Many people in Georgia know just how valuable trusts can be when planning for the future. They are a particularly flexible estate planning tool that can at times provide tax benefits as well as a higher level of control and privacy in determining how assets are to be handled. They also provide specific measures that can help the creator provide for minor children, people with special needs or other individuals who might require higher levels of protection when handling money. However, this does not mean that trusts should be the only estate planning document a person has in place.
Trusts can, of course, transfer the creator's assets after he or she passes away. In many ways, they are more effective than wills in doing so. They do not need to go through probate and creators can have many different options in how they pass on their belongings. However, trusts only exercise control over the specific assets that have been transferred into the trust itself. Many people transfer large, significant assets to the trust, including real estate holdings or significant sums of money. However, many other assets may remain outside the trust.

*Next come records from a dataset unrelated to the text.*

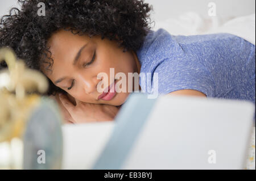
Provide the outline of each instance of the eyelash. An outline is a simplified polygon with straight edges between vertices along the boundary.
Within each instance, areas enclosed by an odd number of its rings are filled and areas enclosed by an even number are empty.
[[[85,66],[83,66],[83,67],[85,67],[86,65],[92,64],[95,60],[96,54],[96,51],[94,51],[93,58],[92,58],[92,60],[90,61],[90,62],[86,64]],[[73,86],[74,86],[74,82],[75,82],[75,79],[73,79],[72,82],[71,83],[71,85],[68,88],[68,90],[71,90],[73,87]]]

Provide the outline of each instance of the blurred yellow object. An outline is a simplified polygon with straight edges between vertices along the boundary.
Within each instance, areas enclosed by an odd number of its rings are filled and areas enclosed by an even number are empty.
[[[16,60],[12,49],[0,49],[0,62],[3,60],[8,69],[0,71],[0,142],[22,136],[30,113],[40,99],[36,94],[26,93],[35,91],[44,93],[48,86],[45,76],[27,68],[22,60]],[[5,83],[1,84],[1,81]]]

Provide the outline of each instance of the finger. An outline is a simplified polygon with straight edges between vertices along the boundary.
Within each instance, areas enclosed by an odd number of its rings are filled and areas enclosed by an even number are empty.
[[[59,98],[64,107],[71,113],[73,111],[75,106],[68,100],[68,98],[63,94],[59,94]]]

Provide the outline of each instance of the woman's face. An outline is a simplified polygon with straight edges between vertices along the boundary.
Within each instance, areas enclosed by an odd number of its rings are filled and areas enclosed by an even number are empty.
[[[79,36],[64,30],[53,34],[48,45],[53,60],[52,71],[45,70],[48,64],[41,69],[56,86],[83,102],[119,106],[125,102],[129,94],[128,73],[139,73],[141,65],[135,53],[123,52],[123,48],[118,47],[115,41],[102,40],[99,36]],[[99,99],[102,92],[98,91],[97,85],[108,89],[114,81],[110,79],[110,68],[114,69],[114,75],[120,72],[126,75],[126,91],[116,92],[110,100]],[[108,78],[97,79],[100,73],[106,73]]]

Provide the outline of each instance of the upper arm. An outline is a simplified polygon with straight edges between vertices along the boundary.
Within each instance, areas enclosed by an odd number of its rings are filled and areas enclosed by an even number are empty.
[[[175,91],[171,92],[168,95],[189,95],[189,96],[199,96],[202,97],[207,97],[206,95],[204,93],[192,89],[184,89],[180,90]]]

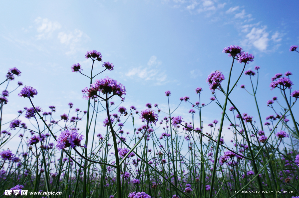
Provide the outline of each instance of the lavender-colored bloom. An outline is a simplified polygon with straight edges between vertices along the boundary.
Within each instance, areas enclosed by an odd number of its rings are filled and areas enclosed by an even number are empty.
[[[96,58],[98,61],[102,61],[102,54],[100,52],[95,50],[92,50],[87,52],[85,54],[85,58],[91,58],[91,57],[94,59]]]
[[[141,112],[140,118],[148,120],[150,123],[152,122],[155,125],[156,122],[158,121],[159,116],[154,111],[150,109],[144,110]]]
[[[295,90],[291,94],[291,96],[296,98],[299,98],[299,90]]]
[[[152,198],[144,192],[133,192],[129,194],[128,198]]]
[[[254,70],[258,70],[260,69],[260,67],[259,66],[256,66],[254,67]]]
[[[293,82],[288,78],[282,77],[279,78],[277,81],[271,82],[270,86],[271,88],[271,90],[275,87],[278,87],[281,89],[284,90],[287,88],[290,89],[292,88],[291,86],[293,84]],[[279,87],[278,85],[280,86]]]
[[[84,136],[79,134],[77,130],[66,129],[61,132],[61,133],[57,138],[56,145],[59,150],[68,147],[72,148],[77,146],[81,146],[81,141]]]
[[[104,62],[102,66],[107,68],[109,71],[112,71],[114,68],[113,64],[108,61]]]
[[[232,56],[234,57],[237,54],[241,53],[242,49],[241,47],[239,47],[237,45],[235,46],[234,45],[231,45],[227,47],[225,47],[222,51],[223,53],[225,53],[227,54],[229,53],[230,54],[229,56]]]
[[[259,139],[259,140],[260,141],[260,142],[263,143],[266,141],[267,140],[267,139],[268,138],[266,137],[265,136],[263,135],[261,135],[260,138]]]
[[[172,119],[172,124],[175,127],[179,124],[182,123],[184,121],[183,120],[183,118],[181,116],[176,116]]]
[[[24,98],[34,98],[34,96],[37,95],[38,93],[36,90],[32,87],[25,86],[21,90],[18,95]]]
[[[36,135],[32,136],[28,140],[28,145],[33,145],[42,141],[42,139]]]
[[[80,72],[83,69],[81,68],[81,66],[79,63],[74,64],[72,66],[72,72],[75,72],[76,73],[78,73],[78,72]]]
[[[249,76],[254,76],[255,75],[255,72],[252,70],[248,70],[245,71],[244,73],[245,75],[247,75]]]
[[[292,52],[293,51],[295,51],[298,47],[298,45],[292,45],[290,48],[290,51]]]
[[[283,131],[280,131],[275,134],[277,137],[281,139],[283,137],[289,137],[289,134]]]
[[[16,127],[18,127],[21,124],[21,121],[19,120],[15,120],[12,121],[9,125],[9,127],[12,129],[16,130]]]
[[[197,87],[195,89],[195,91],[196,92],[196,93],[197,94],[200,94],[202,91],[202,88],[201,87]]]
[[[248,52],[241,52],[236,56],[237,60],[240,63],[245,63],[249,64],[249,61],[253,61],[254,56],[252,54],[248,54]]]
[[[138,184],[140,183],[140,182],[138,179],[134,179],[132,180],[132,183],[135,184]]]
[[[247,175],[249,176],[254,174],[254,172],[252,171],[247,171]]]
[[[165,92],[165,95],[167,96],[169,96],[171,94],[171,93],[170,91],[167,91]]]
[[[19,76],[21,75],[21,74],[22,73],[16,67],[14,67],[13,68],[11,68],[8,69],[8,72],[7,73],[8,74],[10,75],[12,74],[13,74],[16,75],[18,76]]]
[[[11,160],[14,157],[15,154],[9,149],[0,152],[0,157],[4,160]]]
[[[193,190],[190,187],[187,187],[187,188],[185,188],[185,190],[184,191],[184,193],[189,193],[191,191],[193,191]]]
[[[225,79],[224,75],[219,71],[212,72],[206,79],[210,86],[210,90],[215,90],[220,85],[222,81]]]

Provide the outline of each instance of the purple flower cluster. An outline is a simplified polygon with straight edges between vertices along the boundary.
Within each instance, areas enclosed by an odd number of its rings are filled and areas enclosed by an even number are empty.
[[[77,130],[66,129],[61,132],[61,133],[57,140],[57,145],[56,147],[58,150],[63,149],[68,147],[73,148],[76,146],[82,146],[81,141],[83,139],[84,136],[79,134]]]
[[[36,90],[32,87],[25,86],[21,90],[18,95],[24,98],[34,98],[34,96],[37,95],[38,93]]]
[[[15,154],[12,153],[9,149],[0,152],[0,157],[4,160],[11,160],[14,157]]]
[[[141,112],[140,118],[148,120],[151,123],[152,122],[155,125],[156,122],[158,121],[159,116],[154,111],[150,109],[144,110]]]
[[[222,81],[225,79],[224,75],[219,71],[216,71],[212,72],[209,75],[208,78],[206,79],[206,82],[207,82],[210,86],[210,90],[215,90],[220,85]]]

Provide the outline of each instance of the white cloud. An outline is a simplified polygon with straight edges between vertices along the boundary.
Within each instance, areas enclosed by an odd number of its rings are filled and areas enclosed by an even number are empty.
[[[68,34],[60,32],[58,37],[60,43],[69,47],[70,51],[65,53],[67,55],[74,54],[79,50],[80,43],[89,38],[83,32],[77,29]]]
[[[52,22],[47,18],[42,19],[38,17],[34,21],[36,24],[40,25],[36,29],[37,32],[39,33],[36,36],[38,40],[49,38],[54,31],[61,27],[60,24],[58,22]]]
[[[225,13],[227,14],[229,14],[230,13],[232,13],[234,12],[236,10],[239,10],[239,9],[240,7],[239,6],[236,6],[235,7],[231,7],[229,9],[226,10]]]

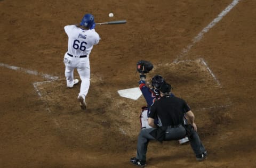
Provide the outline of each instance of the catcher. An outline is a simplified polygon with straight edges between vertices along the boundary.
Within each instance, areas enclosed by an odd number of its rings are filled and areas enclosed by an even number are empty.
[[[137,64],[137,71],[140,73],[139,87],[147,102],[147,106],[141,107],[140,123],[142,129],[151,128],[148,122],[148,116],[150,113],[150,107],[156,100],[160,99],[159,88],[165,82],[163,77],[156,75],[152,78],[151,83],[146,83],[146,74],[149,73],[153,68],[154,65],[152,63],[147,61],[140,60]],[[172,88],[171,89],[172,89]],[[171,93],[171,96],[174,97],[174,95],[172,93]],[[184,121],[185,122],[186,121],[186,118],[185,118]],[[156,125],[158,124],[157,119],[155,119],[154,124]],[[187,137],[179,140],[180,144],[183,144],[188,141],[189,140]]]

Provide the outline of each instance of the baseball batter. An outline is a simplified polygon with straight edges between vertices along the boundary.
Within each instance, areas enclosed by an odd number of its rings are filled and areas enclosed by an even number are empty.
[[[76,68],[82,81],[77,100],[82,110],[86,109],[85,97],[90,87],[90,54],[93,46],[100,40],[94,28],[94,16],[91,14],[85,14],[79,24],[64,27],[68,37],[68,51],[64,55],[63,61],[67,87],[73,88],[78,83],[78,79],[74,79],[74,70]]]

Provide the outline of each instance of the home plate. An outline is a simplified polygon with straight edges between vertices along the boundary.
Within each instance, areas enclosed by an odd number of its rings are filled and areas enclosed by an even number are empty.
[[[117,91],[120,96],[137,100],[142,94],[139,87]]]

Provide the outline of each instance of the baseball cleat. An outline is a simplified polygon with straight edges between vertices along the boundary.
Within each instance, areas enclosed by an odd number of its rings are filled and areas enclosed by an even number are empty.
[[[189,142],[189,140],[188,140],[188,137],[185,137],[185,138],[183,138],[182,139],[179,139],[179,143],[180,145],[184,144],[185,144],[187,142]]]
[[[146,166],[146,162],[141,161],[136,157],[131,158],[130,162],[135,165],[144,167]]]
[[[72,88],[75,85],[78,83],[78,82],[79,80],[76,79],[74,79],[73,80],[73,83],[72,85],[67,84],[67,87],[69,88]]]
[[[78,97],[77,97],[77,100],[80,102],[80,107],[81,107],[81,109],[86,110],[87,105],[85,100],[83,97],[81,95],[78,96]]]
[[[198,162],[201,162],[207,158],[207,152],[205,150],[204,152],[201,155],[200,155],[200,156],[197,157],[196,157],[196,160]]]

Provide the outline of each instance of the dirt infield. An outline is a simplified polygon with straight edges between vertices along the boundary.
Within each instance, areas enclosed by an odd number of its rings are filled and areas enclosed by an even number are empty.
[[[146,102],[117,91],[138,87],[139,60],[155,65],[147,80],[162,74],[188,103],[209,153],[198,162],[188,144],[150,142],[147,167],[255,167],[255,8],[251,0],[0,1],[0,167],[134,167]],[[127,23],[96,26],[84,111],[62,60],[64,26],[86,13]]]

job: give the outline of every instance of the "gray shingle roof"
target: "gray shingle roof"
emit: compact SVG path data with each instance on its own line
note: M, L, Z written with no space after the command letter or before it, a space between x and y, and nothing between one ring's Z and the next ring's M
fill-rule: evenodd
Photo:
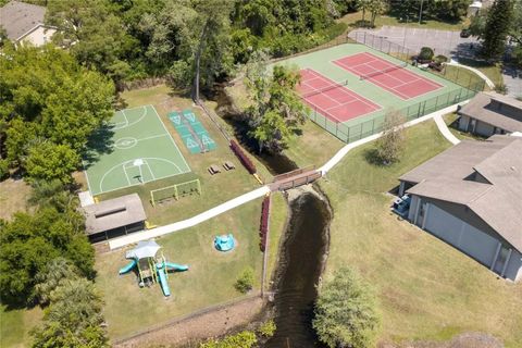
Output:
M126 195L82 208L88 235L117 228L147 219L137 194Z
M469 178L477 173L487 183ZM400 177L410 194L463 204L522 251L522 138L462 141Z
M509 105L512 111L495 108L492 100ZM522 132L522 101L499 94L481 92L462 107L459 113L508 132Z
M46 8L36 4L10 1L0 8L0 25L10 40L16 41L37 25L44 24Z

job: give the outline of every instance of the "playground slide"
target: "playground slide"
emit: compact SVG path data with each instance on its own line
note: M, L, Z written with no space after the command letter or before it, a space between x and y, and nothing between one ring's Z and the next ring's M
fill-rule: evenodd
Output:
M177 271L177 272L188 271L188 265L186 264L165 262L165 265L167 271Z
M136 266L136 260L133 259L129 263L127 263L125 266L120 269L120 274L125 274L130 272L132 269Z
M166 283L166 270L163 266L158 268L158 275L160 278L161 289L163 290L163 295L171 296L171 289L169 288L169 283Z

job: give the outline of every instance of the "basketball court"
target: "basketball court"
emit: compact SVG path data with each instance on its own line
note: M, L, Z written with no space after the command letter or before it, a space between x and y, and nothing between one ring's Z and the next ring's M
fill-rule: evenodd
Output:
M348 82L336 83L312 69L300 71L297 90L313 110L333 122L346 122L372 113L381 105L348 89Z
M344 57L334 64L403 100L423 96L444 86L370 52Z
M83 162L92 196L190 172L152 105L115 112L90 142Z

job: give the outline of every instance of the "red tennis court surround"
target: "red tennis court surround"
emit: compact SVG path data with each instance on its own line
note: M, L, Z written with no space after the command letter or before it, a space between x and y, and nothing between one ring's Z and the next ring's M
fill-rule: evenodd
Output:
M368 79L405 100L444 87L369 52L341 58L334 61L334 64Z
M297 90L307 104L334 122L345 122L381 109L381 105L312 69L301 70Z

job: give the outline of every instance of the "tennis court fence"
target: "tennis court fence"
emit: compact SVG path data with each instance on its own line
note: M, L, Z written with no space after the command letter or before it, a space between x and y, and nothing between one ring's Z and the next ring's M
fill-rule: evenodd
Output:
M418 51L411 50L402 45L391 42L385 37L373 35L368 32L351 32L350 36L359 44L371 47L407 63L411 63L412 57L419 54ZM443 52L435 51L435 54L438 53ZM450 57L448 57L448 59ZM448 71L448 69L444 69L440 73L436 73L428 69L427 72L473 91L482 91L486 85L482 78L464 69L451 69L450 71Z
M458 87L456 89L449 90L444 95L420 101L407 108L393 110L398 111L402 116L406 117L407 121L412 121L427 115L432 112L447 108L449 105L468 100L474 97L476 92L477 91L464 87ZM371 120L351 126L348 126L344 123L331 121L330 119L323 116L315 109L311 109L308 116L310 120L312 120L315 124L324 128L330 134L349 144L369 137L373 134L383 132L384 120L386 117L386 113L389 111L391 111L391 109L381 110L377 112L377 114L374 114Z

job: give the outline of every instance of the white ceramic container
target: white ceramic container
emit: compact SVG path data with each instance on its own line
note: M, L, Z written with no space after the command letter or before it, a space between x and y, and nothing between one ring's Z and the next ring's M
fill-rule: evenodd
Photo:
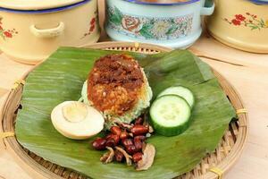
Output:
M97 0L0 1L0 50L13 60L37 64L60 46L86 46L99 34Z
M201 16L211 15L205 0L155 4L139 0L106 0L105 30L119 41L136 41L186 48L201 35Z
M216 0L215 4L206 20L213 37L235 48L268 53L267 0Z

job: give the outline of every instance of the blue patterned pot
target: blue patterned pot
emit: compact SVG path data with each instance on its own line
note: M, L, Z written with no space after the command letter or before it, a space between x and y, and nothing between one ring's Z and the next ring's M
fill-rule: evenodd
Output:
M152 43L186 48L201 35L201 16L211 15L211 1L154 4L137 0L106 0L105 30L118 41Z

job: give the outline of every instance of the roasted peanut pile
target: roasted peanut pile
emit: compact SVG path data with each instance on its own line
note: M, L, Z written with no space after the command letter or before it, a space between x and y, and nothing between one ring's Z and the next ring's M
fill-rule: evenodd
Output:
M149 137L154 131L153 128L144 121L143 117L137 118L134 123L130 124L118 124L118 125L113 125L110 131L111 132L104 138L96 138L92 142L93 148L96 150L108 149L108 152L101 157L100 160L102 162L107 164L114 160L117 162L126 161L128 166L131 166L132 163L134 163L136 169L138 169L138 162L140 165L144 165L147 162L141 160L147 148L146 139ZM150 145L150 147L152 148L152 145ZM154 151L152 152L154 155L150 154L150 156L153 156L151 160L154 160L155 152L155 148L153 149Z

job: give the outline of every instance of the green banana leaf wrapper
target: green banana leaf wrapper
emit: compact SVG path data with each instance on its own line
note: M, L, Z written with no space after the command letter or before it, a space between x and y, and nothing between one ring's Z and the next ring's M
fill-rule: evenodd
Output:
M78 100L94 62L108 54L133 55L144 68L155 98L163 90L183 85L193 91L196 105L191 124L182 134L147 140L155 145L154 165L136 171L125 164L104 165L105 151L91 147L94 138L70 140L61 135L50 119L52 109L65 100ZM62 166L92 178L172 178L193 169L217 147L235 111L210 67L187 50L145 55L130 52L60 47L31 72L23 90L16 136L30 151Z

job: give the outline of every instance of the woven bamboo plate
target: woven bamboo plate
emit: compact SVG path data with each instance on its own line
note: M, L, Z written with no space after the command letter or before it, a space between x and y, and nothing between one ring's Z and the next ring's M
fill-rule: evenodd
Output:
M163 47L126 42L105 42L87 47L134 51L147 54L171 51L170 48ZM178 176L178 179L221 178L222 175L225 174L238 160L246 143L248 133L248 117L246 111L241 110L244 109L243 103L234 88L220 73L215 71L214 72L230 103L238 111L239 120L232 121L229 124L229 129L225 132L217 149L213 153L207 154L192 171ZM11 90L5 101L2 111L3 131L4 132L14 132L16 112L20 107L22 90L23 84L17 83L15 88ZM23 149L18 143L15 137L5 138L4 141L8 148L13 149L28 166L39 172L45 177L56 179L87 178L75 171L46 161L27 149Z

In some cases, assets are never properly transferred to the trust to begin with. If no will also exists, the probate court will determine how the assets will be divided. However, a pour-over will can protect a plan by ensuring that all of the estate owner's assets go into the trust for further distribution.
There are many reasons why people may want to have a will as well as a trust or several trusts in place. An estate planning attorney can provide advice and guidance on developing these key documents to help people determine the future of their assets.